I was never one for magazines. I subscibed to Parabola the longest, well over a decade, but other subscriptions were brief. Time, Harper's, and for a few years in the mid 1970s Stereo Review. Enthusiast magazines were a good way to find out about gear before the Internet. I also subscribed to Consumer Reports to get a non-enthusiast take on audio gear. I read glowing reviews of Marantz, Klipsch, and Bang & Olufsen. After much consideration and handwringing I bought a Pioneer receiver, Fisher speakers and a Technics turntable. I was very happy with my stereo. I'm no audiophile, though I flirted with that here and there. I just want decent clean sound. True audiophiles are anal as hell. Just like I'm not a gourmet, though people with no sense of taste accuse me of that. My stereo disappeared into the Boulder community after I moved. I was always more into tape anyway, and the advent of audio cassettes made that practical. Now I find audio media unbearable. Why have all that unneccessary clutter?

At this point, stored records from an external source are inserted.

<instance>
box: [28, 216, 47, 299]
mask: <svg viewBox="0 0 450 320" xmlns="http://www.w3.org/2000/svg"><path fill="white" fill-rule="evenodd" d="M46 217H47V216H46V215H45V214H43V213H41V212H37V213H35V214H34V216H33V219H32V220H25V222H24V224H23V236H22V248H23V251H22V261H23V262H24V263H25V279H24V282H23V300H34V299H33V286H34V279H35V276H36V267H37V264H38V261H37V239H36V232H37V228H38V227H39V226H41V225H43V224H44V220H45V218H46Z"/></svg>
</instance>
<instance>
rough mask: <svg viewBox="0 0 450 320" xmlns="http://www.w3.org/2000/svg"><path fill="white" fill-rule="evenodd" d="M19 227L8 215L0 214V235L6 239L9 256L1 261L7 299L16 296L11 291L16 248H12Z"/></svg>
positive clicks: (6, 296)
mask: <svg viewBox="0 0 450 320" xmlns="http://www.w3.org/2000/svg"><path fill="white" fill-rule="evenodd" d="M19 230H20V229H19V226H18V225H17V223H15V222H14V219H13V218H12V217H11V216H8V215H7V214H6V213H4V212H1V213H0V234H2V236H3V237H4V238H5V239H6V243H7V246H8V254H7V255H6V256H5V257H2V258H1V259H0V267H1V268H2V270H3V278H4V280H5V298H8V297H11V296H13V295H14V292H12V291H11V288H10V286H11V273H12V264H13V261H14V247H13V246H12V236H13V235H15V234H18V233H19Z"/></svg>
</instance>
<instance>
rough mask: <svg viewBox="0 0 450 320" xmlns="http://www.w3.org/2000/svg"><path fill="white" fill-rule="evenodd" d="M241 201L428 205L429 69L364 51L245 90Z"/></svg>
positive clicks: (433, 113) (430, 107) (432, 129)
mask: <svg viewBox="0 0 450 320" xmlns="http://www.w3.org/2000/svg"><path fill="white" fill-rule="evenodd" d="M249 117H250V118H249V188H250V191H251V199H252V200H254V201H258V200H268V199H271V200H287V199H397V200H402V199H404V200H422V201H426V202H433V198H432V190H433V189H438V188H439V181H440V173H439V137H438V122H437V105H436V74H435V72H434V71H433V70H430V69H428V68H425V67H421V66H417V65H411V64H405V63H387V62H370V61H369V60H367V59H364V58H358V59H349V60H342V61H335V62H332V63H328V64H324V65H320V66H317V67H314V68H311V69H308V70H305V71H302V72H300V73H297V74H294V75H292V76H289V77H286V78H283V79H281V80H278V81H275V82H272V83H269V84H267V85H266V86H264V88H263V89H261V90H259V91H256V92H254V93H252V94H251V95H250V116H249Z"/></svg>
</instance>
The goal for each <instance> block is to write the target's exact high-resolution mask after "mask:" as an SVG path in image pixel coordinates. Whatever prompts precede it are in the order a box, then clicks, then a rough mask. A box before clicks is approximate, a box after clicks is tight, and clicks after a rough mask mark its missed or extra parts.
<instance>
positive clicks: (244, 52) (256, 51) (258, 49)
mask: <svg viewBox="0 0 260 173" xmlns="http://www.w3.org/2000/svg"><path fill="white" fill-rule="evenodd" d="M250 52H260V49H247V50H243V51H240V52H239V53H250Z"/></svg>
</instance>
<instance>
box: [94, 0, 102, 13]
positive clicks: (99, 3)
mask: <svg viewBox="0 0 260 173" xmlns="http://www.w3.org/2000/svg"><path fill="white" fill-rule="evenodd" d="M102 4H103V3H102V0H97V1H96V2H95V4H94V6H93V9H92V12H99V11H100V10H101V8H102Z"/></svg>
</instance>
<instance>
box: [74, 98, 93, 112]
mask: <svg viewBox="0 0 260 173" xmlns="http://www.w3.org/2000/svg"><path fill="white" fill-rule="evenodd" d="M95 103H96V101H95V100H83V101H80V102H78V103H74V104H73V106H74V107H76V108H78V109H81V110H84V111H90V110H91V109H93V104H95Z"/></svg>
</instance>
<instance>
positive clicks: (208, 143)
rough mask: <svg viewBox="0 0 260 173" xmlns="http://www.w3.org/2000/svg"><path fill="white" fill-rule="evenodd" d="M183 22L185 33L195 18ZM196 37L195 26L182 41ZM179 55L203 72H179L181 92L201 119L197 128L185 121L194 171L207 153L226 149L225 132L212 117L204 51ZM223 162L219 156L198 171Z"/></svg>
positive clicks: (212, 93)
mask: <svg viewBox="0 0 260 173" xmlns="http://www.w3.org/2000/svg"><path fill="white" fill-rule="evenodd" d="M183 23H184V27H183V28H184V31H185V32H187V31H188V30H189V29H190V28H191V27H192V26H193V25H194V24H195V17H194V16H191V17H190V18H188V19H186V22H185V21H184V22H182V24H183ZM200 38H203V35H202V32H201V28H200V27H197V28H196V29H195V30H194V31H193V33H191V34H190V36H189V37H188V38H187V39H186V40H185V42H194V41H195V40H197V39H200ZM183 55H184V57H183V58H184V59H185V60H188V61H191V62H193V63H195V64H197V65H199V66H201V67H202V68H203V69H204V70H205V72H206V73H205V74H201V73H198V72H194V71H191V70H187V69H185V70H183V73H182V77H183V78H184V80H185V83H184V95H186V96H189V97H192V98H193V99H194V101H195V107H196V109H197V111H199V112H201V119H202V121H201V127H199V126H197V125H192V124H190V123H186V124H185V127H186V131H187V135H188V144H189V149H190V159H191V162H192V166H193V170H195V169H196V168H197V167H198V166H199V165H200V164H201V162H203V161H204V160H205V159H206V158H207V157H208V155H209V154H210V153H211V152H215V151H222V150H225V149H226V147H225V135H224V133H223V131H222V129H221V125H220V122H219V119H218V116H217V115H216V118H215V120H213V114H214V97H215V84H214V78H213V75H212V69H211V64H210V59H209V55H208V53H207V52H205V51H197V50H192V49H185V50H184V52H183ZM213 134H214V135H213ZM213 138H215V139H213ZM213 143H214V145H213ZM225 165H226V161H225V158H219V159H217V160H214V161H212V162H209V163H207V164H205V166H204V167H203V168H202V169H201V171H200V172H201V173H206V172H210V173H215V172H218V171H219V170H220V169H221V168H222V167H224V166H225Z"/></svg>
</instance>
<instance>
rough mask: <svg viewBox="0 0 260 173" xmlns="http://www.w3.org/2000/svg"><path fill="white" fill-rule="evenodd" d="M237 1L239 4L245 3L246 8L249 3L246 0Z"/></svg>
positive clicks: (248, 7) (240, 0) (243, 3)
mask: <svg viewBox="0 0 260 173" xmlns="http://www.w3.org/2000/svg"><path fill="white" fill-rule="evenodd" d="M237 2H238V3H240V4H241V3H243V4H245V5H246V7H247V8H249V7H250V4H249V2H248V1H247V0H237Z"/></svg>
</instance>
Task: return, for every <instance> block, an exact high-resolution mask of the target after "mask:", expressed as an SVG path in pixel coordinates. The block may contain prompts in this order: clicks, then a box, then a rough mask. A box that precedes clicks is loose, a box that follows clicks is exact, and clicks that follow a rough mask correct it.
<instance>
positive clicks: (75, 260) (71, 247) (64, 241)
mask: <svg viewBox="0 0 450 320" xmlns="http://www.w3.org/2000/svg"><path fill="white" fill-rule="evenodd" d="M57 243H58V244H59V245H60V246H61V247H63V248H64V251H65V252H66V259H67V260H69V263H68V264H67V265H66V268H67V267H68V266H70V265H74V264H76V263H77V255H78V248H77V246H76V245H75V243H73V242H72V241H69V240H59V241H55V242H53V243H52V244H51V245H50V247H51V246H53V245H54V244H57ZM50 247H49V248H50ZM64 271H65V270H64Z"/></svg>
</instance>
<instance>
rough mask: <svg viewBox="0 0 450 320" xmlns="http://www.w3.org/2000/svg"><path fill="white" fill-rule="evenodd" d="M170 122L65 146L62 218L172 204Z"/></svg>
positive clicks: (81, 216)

Albums. I got my first audio gear in Kenya: a Philips four track reel to reel. I was entranced with the idea of putting a whole bunch of LPs on one five inch reel of magnetic tape. In those days I was not yet convinced stereo was the way to go, having grown up mostly so far with hi fi, so I recorded the tracks separately at first. It didn't take long for me to discover just how inaccessible music is buried somewhere in a five inch reel. But I had fun playing with recording technology. I went back to LPs until Philips came to my rescue by inventing audio cassettes some years later. I got my first LP in Asheville: The Latin Sound of Henry Mancini. I wore a cravat, just like Henry. I was so cool. Not.
Soon after we moved to Kenya I fell in love with Françoise Hardy. My second LP ever was one of hers, with this song. Tender, yet wry. So very French. Click full screen and watch a sorceress at work.
The camera loves her, as they say. Françoise was my second celebrity crush after Diana Rigg as Emma Peel.
Becoming a dance DJ. Starting up Waltz etcetera changed my relationship with music profoundly. My interest in classical music had waned already. That was not a good sign. It was the first hint of the anhedonia I fell into during my marriage. When I fixated on dance music my decades-long love of classical music got eclipsed. It took a pandemic to bring that love back out of the shadow. I bought a boom box and we pooled our CDs and cassette tapes that had danceable waltzes. It was a motley little collection. The limitations of that minute library of tunes and the awkwardness of playing songs from CDs and cassettes on a boom box sent me on a journey that continues to this day. Waltz etcetera debuted in 1999, the same year as Napster, and sometime late that year I made my way there.